Emma Croft, farm trader at Anderson Grain Marketing Ltd.

Following a quiet few days as the trade slowly returned to work last week, normality appears to have resumed this week and the value of old crop UK feed wheat appears to be on the rise.

Old crop feed wheat for spot collection is currently trading in the region of £142/T ex-farm whilst

£145/T is offered for March collection. With Hull’s bio-ethanol plant currently closed for a six-week maintenance period, short-term movement has slowed, hence the premium offered for movement further forward.

As for the milling trade, full specification milling wheat’s are currently valued in the region of £147/T ex-farm for January collection although buyer interest is extremely limited.

Further forward, £150/T for March/April collection would seem realistic if we could find some local buyer demand.

Currently, the only interest is coming from the West (Manchester/Liverpool) and the additional haulage costs are thinning the premiums.

Feed Barley values are unchanged at £120/T ex-farm for spot collection, Old crop OSR values are currently valued in the region of £350.00/T - £355.00/T ex-farm for spot collection.
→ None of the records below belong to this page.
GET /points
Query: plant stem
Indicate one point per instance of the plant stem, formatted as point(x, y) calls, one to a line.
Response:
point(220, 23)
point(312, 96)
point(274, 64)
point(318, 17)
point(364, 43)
Soya values are unchanged from their pre-Christmas position as the trade awaits news from this year’s South American harvest.

With the soya market unchanged, the recent movement should be largely attributed to currency, notably the weaker pound.

As for new crop values, movement on the November 2017 LIFFE wheat future is slower, but it does appear to be creeping back towards the £140/T mark. Many growers are looking at £135/T ex-farm for harvest collection which could be a realistic mark if the pound continues to weaken.

Alongside ongoing currency fluctuations, various weather issues have also grabbed the market’s attention this week.

According to the latest DATA published by the USDA earlier this week, cold, dry conditions throughout December “has hindered wheat conditions throughout the US Plains”.

Oklahoma is said to be the worst affected state with just 25% of the states crop rated in a “good/excellent” condition; a year ago, 77% of the crop was rated in this category. Conditions in Kansas have also declined with just 44% of its crop now rated in the “good/excellent” category.

As both Oklahoma and Kansas are the top two winter wheat growing states in the US, markets have demonstrated some initial concern regardless of the fact that “there is often little correlation between winter weather patterns and final yields”.

Looking ahead, snow is expected to spread across western areas over the coming days which could prove beneficial – this will be worth monitoring over the next couple of weeks.